Plans for One Park were proposed in 2014, and zoning changes for its southern and northern halves were approved in 2019 and earlier this year. Kevin Cogan, a prominent local developer, is the manager of the group leading the project, JDG Triangle Partners, LLC.
The high-rise development would transform an area near Cherokee Park, between Lexington Road and Grinstead Drive in the Irish Hill neighborhood. Among its plans, it would create up to 700 apartments, provide nearly 240,000 square feet of office space and add a grocery store and a hotel.
Now the developer is seeking city help to offset its costs, estimated at $554 million. The proposed TIF would allow it to recoup up to $114 million from property and income taxes generated by the project for up to 30 years.
Cogan and city economic development officials spoke in favor of the TIF at Tuesday’s Labor and Economic Development Committee meeting. Members voted 6-2 on the ordinance, which could receive a full Metro Council vote as soon as next week.
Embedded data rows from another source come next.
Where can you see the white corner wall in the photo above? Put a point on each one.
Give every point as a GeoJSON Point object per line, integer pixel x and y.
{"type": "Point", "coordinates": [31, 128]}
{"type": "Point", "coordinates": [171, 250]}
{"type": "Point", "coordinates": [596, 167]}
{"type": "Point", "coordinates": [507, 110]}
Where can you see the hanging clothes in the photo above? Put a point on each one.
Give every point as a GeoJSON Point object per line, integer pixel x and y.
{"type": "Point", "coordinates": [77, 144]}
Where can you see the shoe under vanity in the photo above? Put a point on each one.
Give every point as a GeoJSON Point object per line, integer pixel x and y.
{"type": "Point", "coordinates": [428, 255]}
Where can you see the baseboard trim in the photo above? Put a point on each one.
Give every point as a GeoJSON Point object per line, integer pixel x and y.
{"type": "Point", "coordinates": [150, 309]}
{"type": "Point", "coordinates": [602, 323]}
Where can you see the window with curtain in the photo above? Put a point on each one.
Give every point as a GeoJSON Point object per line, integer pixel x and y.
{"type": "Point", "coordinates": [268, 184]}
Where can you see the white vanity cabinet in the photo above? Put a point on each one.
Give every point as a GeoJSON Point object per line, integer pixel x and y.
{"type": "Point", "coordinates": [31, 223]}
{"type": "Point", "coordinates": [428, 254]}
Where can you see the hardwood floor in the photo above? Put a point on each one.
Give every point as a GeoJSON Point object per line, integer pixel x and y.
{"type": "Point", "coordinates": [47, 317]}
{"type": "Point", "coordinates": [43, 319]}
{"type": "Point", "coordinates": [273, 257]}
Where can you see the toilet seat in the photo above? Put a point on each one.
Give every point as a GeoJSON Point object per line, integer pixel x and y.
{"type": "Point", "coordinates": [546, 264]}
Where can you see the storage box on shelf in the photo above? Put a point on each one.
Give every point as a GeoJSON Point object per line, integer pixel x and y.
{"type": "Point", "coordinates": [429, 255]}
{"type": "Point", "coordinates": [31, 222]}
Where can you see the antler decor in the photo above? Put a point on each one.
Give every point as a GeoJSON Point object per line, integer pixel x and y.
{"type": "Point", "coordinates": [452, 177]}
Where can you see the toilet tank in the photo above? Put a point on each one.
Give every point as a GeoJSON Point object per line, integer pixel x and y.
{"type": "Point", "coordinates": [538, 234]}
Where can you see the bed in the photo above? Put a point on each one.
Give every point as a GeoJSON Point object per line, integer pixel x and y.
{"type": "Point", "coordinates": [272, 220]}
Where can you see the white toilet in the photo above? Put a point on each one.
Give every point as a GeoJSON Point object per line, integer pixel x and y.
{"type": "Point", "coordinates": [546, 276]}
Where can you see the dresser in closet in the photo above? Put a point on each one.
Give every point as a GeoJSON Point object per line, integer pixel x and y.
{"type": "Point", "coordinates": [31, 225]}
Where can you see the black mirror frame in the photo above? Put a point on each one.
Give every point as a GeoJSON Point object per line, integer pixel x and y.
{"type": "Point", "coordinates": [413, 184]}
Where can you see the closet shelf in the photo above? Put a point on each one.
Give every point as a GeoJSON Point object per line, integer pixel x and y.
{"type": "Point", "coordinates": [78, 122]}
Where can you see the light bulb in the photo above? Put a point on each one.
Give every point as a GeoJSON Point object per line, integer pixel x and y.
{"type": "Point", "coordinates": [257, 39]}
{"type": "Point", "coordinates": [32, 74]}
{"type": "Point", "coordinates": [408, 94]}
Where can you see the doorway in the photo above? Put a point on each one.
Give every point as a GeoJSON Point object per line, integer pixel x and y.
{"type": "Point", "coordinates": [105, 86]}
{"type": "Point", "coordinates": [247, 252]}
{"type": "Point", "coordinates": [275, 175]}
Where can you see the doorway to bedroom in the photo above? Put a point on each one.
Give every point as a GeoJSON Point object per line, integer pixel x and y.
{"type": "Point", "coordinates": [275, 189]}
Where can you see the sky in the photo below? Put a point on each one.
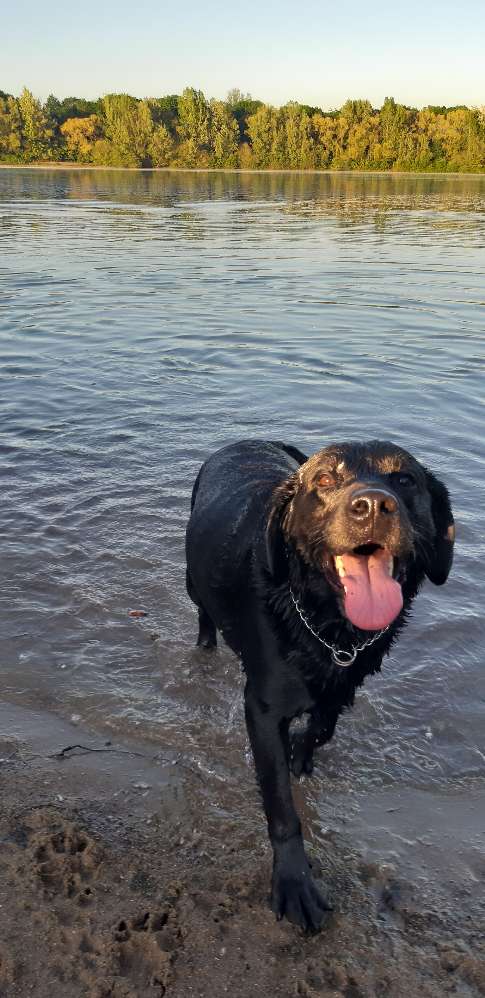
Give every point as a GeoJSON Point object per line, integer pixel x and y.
{"type": "Point", "coordinates": [318, 53]}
Jim Parsons, an attorney for the developer who helped create the TIF proposal, said the mixed-use project would have a significant economic effect on the city.
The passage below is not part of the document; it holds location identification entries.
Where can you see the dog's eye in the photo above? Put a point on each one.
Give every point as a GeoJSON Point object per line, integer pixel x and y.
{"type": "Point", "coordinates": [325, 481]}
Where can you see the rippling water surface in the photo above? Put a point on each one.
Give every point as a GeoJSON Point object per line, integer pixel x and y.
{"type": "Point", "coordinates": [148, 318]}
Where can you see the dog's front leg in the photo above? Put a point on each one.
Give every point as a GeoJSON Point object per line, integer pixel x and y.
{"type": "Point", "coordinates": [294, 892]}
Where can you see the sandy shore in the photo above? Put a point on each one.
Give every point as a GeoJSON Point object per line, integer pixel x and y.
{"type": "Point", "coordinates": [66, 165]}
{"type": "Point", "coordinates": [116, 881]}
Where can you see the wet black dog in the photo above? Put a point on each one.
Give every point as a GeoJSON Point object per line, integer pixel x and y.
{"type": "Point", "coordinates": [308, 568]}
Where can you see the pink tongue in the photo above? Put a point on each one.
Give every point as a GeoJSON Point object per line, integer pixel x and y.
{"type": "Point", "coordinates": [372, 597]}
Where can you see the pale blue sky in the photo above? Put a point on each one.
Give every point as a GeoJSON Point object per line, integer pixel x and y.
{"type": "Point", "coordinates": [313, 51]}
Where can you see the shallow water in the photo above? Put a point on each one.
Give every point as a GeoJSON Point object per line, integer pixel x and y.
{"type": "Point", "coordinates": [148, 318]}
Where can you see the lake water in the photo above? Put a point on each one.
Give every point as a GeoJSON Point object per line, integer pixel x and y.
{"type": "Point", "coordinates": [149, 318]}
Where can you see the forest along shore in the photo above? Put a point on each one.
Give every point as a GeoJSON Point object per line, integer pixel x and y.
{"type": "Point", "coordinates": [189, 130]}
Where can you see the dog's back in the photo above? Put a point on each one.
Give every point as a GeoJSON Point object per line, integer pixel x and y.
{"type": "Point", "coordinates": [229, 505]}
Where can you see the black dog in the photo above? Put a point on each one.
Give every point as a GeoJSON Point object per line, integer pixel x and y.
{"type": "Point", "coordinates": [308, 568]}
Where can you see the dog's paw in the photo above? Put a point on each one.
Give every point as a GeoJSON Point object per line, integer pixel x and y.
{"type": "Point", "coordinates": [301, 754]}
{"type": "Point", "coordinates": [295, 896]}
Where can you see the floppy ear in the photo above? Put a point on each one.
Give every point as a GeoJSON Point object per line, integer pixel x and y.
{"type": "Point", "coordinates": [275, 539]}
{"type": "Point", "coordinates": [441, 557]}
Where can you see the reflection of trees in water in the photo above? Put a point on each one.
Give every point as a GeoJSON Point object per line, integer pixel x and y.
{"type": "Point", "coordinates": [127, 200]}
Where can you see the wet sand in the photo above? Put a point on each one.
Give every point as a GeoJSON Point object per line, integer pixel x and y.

“[The] site could possibly be redeveloped for a much, much less significant project that would not have nearly the impact, and maybe not need incentives,” Parsons said.
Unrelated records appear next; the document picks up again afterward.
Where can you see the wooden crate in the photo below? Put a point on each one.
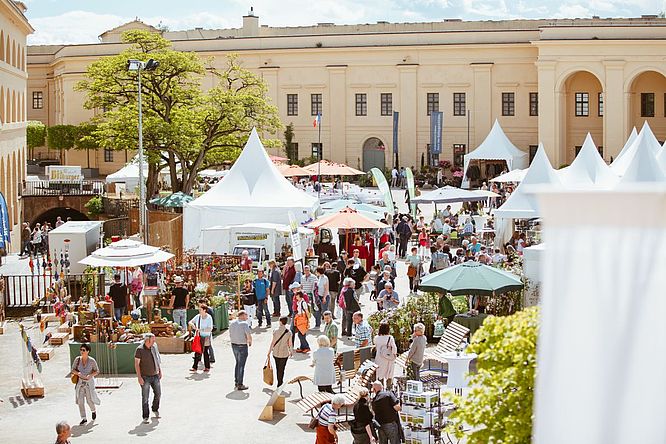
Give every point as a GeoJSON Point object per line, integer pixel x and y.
{"type": "Point", "coordinates": [46, 353]}
{"type": "Point", "coordinates": [170, 345]}
{"type": "Point", "coordinates": [31, 390]}
{"type": "Point", "coordinates": [58, 338]}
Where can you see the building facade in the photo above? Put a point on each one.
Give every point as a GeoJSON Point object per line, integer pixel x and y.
{"type": "Point", "coordinates": [543, 80]}
{"type": "Point", "coordinates": [14, 29]}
Parsons said the developer would apply for state incentives if the local TIF is approved.
The One Park project has for years drawn ire from locals who oppose the scale of the development. During a public hearing Monday night, residents criticized the request for a tax incentive to redevelop the area.
Metro Council Member Andrew Owen is a Democrat who represents District 9, where the project site is located. He told LPM News he plans to vote against the TIF, saying he supports the project but doesn’t agree with the public subsidy.
He’s also frustrated that the city and developer negotiated down an affordable housing requirement from an original promise of 10% of total rental units to 7%, and said he wishes he had been consulted.
“I was not involved in this conversation at all,” Owen said.
In Tuesday’s meeting, Louisville’s deputy mayor for economic development Pat Mulloy apologized to Owen and said he wasn’t intentionally excluded.
Both the city and the developer have said the drop in the affordable housing commitment is in part due to increased building costs. Parsons did not respond to a request for comment on the question of whether anyone did a recent cost analysis on the original 10% promise.
Bill Hollander, the District 9 representative who retired from Metro Council last year, has also criticized the current proposal.